La angustia y la tristeza se mezclan, acrecentadas, ante lo que a muchos no parece importarle y ante los pocos intentos de una minoría, preocupada y arrinconada, para buscar una solución o una modesta política para evitar el derrumbe, el colapso total del campus de la UCV-Maracay.

Sigue el desvalijamiento de oficinas y departamentos, perpetrado por seres invisibles y con la mayor impunidad jamás vista en esta institución. Y a quienes corresponde en los cargos de dirección en las facultades y en las dependencias centrales la responsabilidad de encararlo con firmeza y un carácter institucional acorde con las gravísimas circunstancias, sólo muestran un mínimo gesto de actitud de burocracia anquilosada y “atornillada” en una minúscula parcela de poder: su actuación se limita a ese pequeño ámbito de su parcela personal, lo que hace lucir a toda la UCV como un cuerpo desmembrado y agónico.

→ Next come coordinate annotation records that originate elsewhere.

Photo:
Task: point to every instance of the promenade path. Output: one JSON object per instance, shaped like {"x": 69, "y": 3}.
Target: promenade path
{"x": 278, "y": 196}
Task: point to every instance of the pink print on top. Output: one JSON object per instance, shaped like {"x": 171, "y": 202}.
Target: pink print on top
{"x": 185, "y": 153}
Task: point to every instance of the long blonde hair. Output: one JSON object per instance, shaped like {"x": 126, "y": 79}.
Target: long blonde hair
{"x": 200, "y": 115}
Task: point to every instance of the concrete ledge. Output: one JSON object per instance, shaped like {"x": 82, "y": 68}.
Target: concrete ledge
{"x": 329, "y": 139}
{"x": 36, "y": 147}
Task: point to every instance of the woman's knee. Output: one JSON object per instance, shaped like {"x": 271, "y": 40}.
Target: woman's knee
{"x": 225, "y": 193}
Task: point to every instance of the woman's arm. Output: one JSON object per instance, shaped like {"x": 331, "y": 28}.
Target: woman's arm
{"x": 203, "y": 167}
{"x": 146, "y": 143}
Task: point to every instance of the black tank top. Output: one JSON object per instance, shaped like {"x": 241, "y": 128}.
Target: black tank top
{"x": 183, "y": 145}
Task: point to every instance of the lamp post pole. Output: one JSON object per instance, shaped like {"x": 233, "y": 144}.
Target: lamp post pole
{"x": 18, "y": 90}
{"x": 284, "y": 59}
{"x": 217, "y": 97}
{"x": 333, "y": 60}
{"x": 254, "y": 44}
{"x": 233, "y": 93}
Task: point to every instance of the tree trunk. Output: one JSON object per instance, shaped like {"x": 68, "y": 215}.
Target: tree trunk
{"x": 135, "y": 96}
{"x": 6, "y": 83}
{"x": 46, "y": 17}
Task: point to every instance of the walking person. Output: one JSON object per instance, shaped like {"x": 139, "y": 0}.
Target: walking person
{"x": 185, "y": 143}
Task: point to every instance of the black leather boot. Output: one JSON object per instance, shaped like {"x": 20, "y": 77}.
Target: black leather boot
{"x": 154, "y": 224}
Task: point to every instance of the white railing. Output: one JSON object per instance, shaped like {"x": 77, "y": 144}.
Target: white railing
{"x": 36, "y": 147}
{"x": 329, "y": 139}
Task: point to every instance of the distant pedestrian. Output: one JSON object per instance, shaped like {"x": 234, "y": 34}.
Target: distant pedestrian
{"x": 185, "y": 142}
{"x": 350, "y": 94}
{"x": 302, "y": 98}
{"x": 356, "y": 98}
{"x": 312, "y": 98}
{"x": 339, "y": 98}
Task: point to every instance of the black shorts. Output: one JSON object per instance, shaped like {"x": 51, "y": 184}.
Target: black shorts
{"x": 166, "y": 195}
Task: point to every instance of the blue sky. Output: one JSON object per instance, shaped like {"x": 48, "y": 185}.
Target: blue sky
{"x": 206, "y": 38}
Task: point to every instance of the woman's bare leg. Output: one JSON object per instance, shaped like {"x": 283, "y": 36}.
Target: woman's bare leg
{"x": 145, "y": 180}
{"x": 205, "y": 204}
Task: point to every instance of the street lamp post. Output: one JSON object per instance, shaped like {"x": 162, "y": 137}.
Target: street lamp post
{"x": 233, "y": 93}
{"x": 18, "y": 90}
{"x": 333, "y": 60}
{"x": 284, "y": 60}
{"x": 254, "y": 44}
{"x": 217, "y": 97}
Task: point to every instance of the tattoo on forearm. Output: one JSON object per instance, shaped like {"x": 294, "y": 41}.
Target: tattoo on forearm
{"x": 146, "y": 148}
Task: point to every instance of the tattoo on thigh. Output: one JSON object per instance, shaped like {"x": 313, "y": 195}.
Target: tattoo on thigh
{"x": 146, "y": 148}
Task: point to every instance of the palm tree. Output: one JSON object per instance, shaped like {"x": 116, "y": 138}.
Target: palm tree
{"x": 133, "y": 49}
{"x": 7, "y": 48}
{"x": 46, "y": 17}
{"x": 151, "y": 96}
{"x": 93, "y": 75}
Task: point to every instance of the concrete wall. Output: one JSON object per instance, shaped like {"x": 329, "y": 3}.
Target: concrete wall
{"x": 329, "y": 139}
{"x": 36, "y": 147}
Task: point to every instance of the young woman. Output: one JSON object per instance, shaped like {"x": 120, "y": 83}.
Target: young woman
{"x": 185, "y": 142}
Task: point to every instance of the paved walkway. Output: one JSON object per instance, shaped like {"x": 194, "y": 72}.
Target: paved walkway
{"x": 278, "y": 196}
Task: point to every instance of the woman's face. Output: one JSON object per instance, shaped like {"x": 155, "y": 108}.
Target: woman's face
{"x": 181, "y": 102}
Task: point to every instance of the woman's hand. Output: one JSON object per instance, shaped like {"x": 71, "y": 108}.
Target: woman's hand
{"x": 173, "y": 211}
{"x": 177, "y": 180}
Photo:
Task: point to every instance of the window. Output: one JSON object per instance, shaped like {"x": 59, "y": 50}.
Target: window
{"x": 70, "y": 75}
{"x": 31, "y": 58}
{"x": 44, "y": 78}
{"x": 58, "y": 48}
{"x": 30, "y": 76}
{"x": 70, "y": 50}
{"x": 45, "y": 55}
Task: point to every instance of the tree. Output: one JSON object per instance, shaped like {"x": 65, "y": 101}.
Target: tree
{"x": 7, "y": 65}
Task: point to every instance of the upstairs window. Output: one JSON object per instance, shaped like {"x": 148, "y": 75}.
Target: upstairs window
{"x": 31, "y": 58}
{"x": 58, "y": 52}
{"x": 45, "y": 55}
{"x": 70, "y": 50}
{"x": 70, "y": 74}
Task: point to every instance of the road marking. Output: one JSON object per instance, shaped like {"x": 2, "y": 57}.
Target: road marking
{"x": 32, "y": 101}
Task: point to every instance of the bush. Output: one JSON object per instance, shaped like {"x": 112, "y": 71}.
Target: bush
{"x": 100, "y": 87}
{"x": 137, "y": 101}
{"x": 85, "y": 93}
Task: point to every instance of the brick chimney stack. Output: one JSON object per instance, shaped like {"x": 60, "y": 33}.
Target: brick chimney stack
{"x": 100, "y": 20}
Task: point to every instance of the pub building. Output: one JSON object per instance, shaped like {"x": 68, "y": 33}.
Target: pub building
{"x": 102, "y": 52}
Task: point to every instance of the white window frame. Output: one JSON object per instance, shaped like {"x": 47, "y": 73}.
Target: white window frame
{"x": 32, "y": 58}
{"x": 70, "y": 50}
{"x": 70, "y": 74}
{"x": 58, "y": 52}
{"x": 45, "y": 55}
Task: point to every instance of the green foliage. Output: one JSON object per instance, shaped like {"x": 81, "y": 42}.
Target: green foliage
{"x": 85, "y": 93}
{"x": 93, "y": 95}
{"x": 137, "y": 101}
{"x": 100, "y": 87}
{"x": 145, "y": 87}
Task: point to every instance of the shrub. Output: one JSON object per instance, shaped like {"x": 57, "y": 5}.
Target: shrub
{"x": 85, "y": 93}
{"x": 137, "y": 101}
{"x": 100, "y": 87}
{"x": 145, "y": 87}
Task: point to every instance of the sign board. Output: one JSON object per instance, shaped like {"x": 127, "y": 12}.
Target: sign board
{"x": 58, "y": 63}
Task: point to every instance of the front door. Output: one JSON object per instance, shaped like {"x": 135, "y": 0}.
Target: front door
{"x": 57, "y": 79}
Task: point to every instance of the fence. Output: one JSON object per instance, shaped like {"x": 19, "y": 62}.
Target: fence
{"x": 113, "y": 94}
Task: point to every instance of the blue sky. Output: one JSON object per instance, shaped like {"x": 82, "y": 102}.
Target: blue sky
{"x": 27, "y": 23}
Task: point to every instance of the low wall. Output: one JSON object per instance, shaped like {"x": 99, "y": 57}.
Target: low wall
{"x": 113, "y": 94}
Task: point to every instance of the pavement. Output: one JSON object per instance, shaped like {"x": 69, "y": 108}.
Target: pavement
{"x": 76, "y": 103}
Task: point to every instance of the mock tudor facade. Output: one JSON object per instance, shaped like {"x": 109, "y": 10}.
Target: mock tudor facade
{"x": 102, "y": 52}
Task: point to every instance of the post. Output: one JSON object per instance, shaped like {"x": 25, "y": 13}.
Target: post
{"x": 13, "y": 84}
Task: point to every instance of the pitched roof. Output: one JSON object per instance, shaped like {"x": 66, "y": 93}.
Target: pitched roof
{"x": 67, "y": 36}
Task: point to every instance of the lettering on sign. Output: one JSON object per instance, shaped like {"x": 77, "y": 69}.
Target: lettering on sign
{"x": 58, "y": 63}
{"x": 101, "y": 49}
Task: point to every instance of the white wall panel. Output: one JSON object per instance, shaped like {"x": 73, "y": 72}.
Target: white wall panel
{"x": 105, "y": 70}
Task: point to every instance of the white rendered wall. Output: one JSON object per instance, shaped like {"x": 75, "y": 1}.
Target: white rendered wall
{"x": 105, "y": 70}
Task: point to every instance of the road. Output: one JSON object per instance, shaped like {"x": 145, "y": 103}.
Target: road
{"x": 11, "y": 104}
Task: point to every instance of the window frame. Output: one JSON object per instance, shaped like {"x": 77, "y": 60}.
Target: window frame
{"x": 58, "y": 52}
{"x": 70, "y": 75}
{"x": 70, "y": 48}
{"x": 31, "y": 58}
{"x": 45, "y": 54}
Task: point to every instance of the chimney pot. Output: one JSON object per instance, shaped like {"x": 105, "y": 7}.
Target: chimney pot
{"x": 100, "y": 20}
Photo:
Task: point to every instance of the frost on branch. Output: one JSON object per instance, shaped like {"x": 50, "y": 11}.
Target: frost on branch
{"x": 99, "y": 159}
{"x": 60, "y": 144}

Muchos parecen olvidar, y en algunos casos ignorar, que la academia no es sólo un conjunto de asignaturas, horas de clases, tesis y reuniones generalmente estériles y referidas a una realidad imaginaria que ni siquiera alcanza a la categoría de ideal. La academia, en su estricto sentido originario, es una comunidad espiritual en la que los valores intelectuales y la ética han de ser pilares indestructibles. Al no ser así, transitamos por este desfiladero por el cual hoy vamos a ciegas y a punto de caer al vacío, entre negligencias, incompetencias, complicidades y, al igual que el país, en un estado de anomia con visos de demencia colectiva.

Nuestra cotidianidad ya es la indiferencia o la resignación ante la destrucción material y moral de esta institución, en la que el desvalijamiento de edificaciones y la acritud y no pocas bajezas en las relaciones personales son el escenario y la trama de esta peculiar tragedia, que muy bien refleja la de todo el país.

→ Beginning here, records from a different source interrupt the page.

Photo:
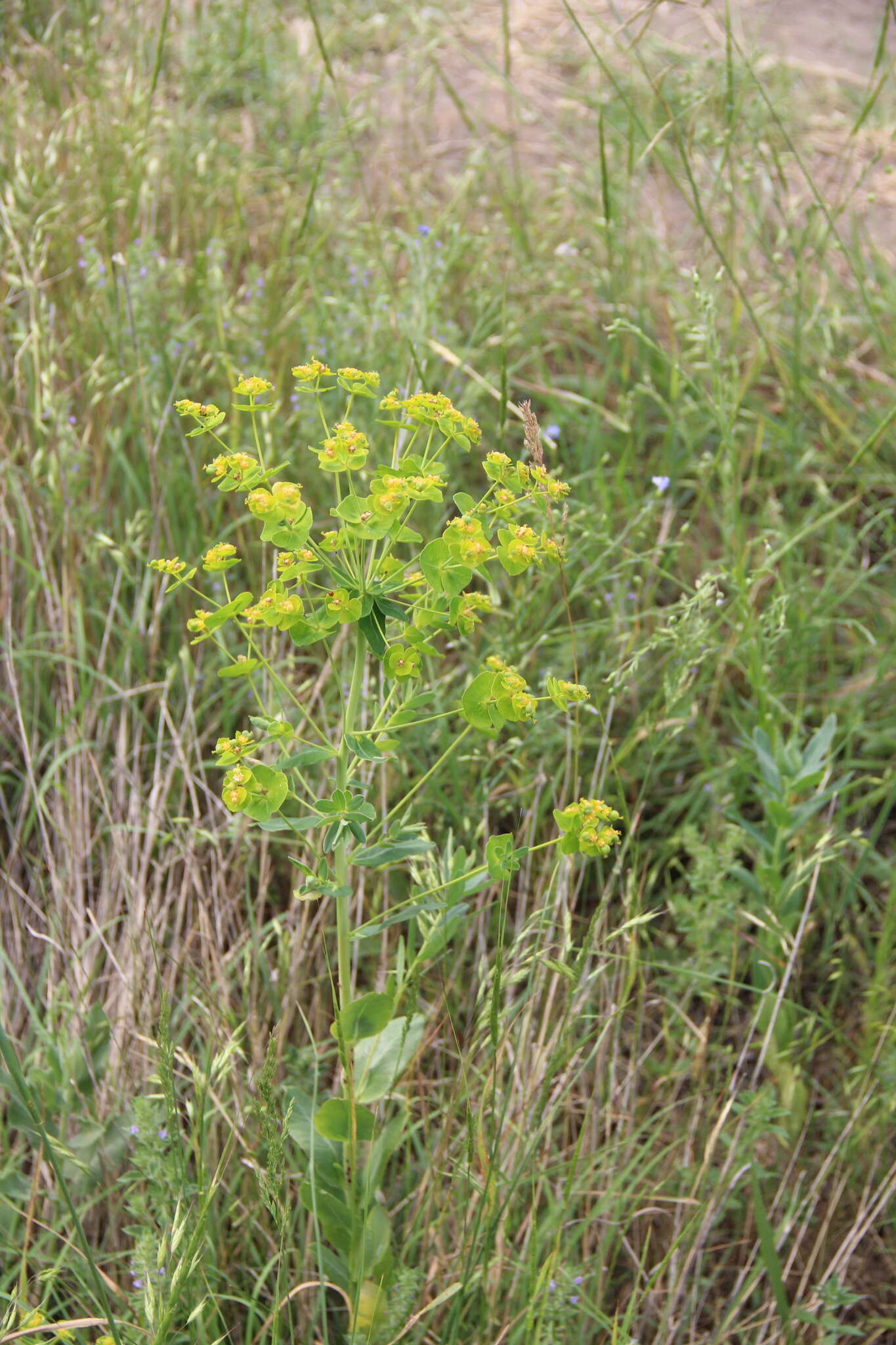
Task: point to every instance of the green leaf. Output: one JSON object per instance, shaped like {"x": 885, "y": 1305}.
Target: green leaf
{"x": 307, "y": 632}
{"x": 366, "y": 1017}
{"x": 364, "y": 748}
{"x": 381, "y": 1061}
{"x": 393, "y": 849}
{"x": 333, "y": 1215}
{"x": 389, "y": 607}
{"x": 378, "y": 1235}
{"x": 477, "y": 704}
{"x": 501, "y": 858}
{"x": 308, "y": 757}
{"x": 289, "y": 535}
{"x": 441, "y": 571}
{"x": 324, "y": 1155}
{"x": 333, "y": 1121}
{"x": 242, "y": 669}
{"x": 232, "y": 608}
{"x": 382, "y": 1151}
{"x": 373, "y": 630}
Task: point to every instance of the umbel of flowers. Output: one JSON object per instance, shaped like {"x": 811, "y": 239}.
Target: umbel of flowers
{"x": 398, "y": 588}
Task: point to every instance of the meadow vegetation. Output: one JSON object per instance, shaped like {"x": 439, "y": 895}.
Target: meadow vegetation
{"x": 654, "y": 1095}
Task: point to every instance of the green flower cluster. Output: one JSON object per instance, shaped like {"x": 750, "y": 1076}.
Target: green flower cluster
{"x": 367, "y": 565}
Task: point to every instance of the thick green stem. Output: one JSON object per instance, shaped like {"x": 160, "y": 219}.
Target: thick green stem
{"x": 343, "y": 942}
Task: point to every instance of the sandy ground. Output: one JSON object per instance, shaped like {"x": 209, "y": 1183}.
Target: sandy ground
{"x": 825, "y": 37}
{"x": 437, "y": 102}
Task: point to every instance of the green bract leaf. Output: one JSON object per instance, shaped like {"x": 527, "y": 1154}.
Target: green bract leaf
{"x": 477, "y": 704}
{"x": 393, "y": 849}
{"x": 501, "y": 858}
{"x": 308, "y": 757}
{"x": 332, "y": 1212}
{"x": 232, "y": 608}
{"x": 333, "y": 1121}
{"x": 269, "y": 793}
{"x": 241, "y": 669}
{"x": 364, "y": 748}
{"x": 381, "y": 1061}
{"x": 366, "y": 1017}
{"x": 441, "y": 571}
{"x": 291, "y": 533}
{"x": 373, "y": 630}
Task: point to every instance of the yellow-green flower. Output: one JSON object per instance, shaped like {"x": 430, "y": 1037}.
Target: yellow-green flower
{"x": 219, "y": 557}
{"x": 253, "y": 386}
{"x": 310, "y": 372}
{"x": 586, "y": 827}
{"x": 172, "y": 567}
{"x": 359, "y": 377}
{"x": 344, "y": 451}
{"x": 196, "y": 623}
{"x": 186, "y": 408}
{"x": 402, "y": 663}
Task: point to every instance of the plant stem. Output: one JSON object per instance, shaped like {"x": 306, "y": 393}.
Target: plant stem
{"x": 343, "y": 943}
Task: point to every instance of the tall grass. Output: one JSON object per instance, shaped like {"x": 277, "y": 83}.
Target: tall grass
{"x": 653, "y": 246}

De seguir así, en el fatigado marasmo académico, administrativo y gremial, y con un estudiantado más reactivo que creativo, muchas veces justificado todo ello por el déficit presupuestario, dedicados al más elemental inmediatismo de la sobrevivencia y con las cada vez más mermadas reservas espirituales, morales e intelectuales, sólo nos quedará por hacer lo que Unamuno dijo respecto a la Universidad de su país y de su tiempo si no se emprendía una verdadera renovación: darle garrote vil y luego aventar sus cenizas.

La sombra no se vence sólo con un lema orgullosamente proferido en actos de graduación y en declaraciones políticas, porque no podemos seguir amparándonos en frases hechas entre las cuatro paredes de una oficina y detrás de un escritorio. ¿Acaso no suele denominarse alma mater (madre nutricia) a la Universidad? Tal como estamos hoy, podemos parafrasear al poeta Whitman cuando se refería a su país: la Universidad es un cuerpo que ha crecido con muy poca o ninguna alma.

De nosotros depende el dejarla al capricho de las manipulaciones politiqueras y de las acentuadas pasiones de la barbarie civilizada, cuyos tentáculos hacen prosperar toda forma de corrupción, o convertirla de verdad en una comunidad espiritual para la cultura, para la ciencia desprejuiciada y la formación ciudadana.